Musim ini menggantikan mentari dengan awan kelabu yang seolah tidak lelah membuatku sendu.
Musim ini membawa anginku berlari dan menghilang di telan waktu.
Kini setiap harinya aku hanya mampu berdiri di depan beranda rumahku mengenakan sweater abu-abu dan berharap semua ini akan segera berlalu.
Aku rindu musim semi lalu,
saat dandelionnya mulai tumbuh, saat bunga-bunga cantik merekah dan memamerkan keindahannya pada semesta.
Aku rindu saat angin begitu ramah menghampiri aku yang sedang menulis di padang bunga dan bermain-main dengan rambutku.
Aku rindu saat melihat tingkah polahnya menerbangkan cucian nenek dan membuat cucu-cucunya berlarian mengejar kain-kain warna yang berterbangan di padang hijau.
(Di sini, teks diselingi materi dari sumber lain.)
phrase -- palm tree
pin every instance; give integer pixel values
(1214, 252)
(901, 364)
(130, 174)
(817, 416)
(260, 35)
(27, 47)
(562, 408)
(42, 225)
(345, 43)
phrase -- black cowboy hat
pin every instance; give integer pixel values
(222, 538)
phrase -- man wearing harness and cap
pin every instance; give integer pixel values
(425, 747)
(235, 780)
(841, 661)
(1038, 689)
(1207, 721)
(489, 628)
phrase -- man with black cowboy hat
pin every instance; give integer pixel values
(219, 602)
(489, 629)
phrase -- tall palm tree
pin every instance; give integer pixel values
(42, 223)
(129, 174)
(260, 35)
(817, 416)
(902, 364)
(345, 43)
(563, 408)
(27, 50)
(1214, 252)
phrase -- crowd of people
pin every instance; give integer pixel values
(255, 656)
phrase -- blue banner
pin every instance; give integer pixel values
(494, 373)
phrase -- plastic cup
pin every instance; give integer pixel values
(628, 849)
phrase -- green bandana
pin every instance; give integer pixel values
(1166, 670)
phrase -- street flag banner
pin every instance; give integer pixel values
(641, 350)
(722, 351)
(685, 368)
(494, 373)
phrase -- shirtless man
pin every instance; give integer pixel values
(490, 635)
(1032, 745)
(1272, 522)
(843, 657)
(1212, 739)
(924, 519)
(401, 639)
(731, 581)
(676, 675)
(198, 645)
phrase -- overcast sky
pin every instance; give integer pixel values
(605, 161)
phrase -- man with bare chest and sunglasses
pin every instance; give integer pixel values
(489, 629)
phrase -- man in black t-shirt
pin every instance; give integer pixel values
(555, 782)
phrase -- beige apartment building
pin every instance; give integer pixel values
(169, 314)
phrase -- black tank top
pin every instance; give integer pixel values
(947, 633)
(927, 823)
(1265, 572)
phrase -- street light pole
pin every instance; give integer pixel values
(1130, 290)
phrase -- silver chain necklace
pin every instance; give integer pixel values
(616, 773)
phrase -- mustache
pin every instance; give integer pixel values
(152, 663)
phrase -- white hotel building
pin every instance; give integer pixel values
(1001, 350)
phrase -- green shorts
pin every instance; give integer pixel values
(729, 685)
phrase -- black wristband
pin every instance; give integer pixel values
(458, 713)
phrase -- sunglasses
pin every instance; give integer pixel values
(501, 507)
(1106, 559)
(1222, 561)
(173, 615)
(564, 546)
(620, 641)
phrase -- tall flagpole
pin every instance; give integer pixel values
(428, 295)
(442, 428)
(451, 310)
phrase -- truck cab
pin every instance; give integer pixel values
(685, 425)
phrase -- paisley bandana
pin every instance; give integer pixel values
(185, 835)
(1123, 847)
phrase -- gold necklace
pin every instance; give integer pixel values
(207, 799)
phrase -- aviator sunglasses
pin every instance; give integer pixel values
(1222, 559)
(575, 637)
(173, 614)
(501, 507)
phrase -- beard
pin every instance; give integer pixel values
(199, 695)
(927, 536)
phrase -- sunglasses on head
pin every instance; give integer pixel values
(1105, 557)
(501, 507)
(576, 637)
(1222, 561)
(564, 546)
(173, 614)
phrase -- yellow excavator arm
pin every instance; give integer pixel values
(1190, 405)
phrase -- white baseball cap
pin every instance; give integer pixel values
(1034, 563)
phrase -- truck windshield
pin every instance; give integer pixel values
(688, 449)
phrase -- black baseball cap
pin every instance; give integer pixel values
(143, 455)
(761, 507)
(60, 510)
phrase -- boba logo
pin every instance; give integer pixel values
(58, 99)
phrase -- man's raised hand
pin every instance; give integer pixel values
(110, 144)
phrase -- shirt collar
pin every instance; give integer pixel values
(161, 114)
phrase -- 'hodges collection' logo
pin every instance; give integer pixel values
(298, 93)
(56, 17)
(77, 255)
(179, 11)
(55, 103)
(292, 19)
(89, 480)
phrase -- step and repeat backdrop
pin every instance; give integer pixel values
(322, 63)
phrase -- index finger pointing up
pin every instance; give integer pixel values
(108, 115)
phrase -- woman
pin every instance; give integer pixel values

Aku rindu melihatnya membantu sekumpulan remaja yang dilanda cinta menerbangkan lampion-lampion pada waktu engkau tiba, indah bukan?
aku tau engkau pun tersenyum menatapnya.
Namun kini jiwa lembutnya tidak lagi ku temui.
Musim ini membawanya menjadi sangat dingin di kulitku.
Anginnya datang sejenak dengan warna berbeda lalu pergi setelah melukai.
Melukai pohon yang kedinginan sehingga ia tumbang.
Melukai para pejalan kaki sehingga mereka mengalami hypotermia.
Melukai sapi-sapi hingga mereka hampir mati.
Malam, haruskah aku berlari mencari angin dan menanyakan mengapa ia jadi begini?
atau aku harus diam dan menanti membiarkannya menemukan kembali bagian dari dirinya yang mungkin telah lari..Aku masih menantinya di sudut ini.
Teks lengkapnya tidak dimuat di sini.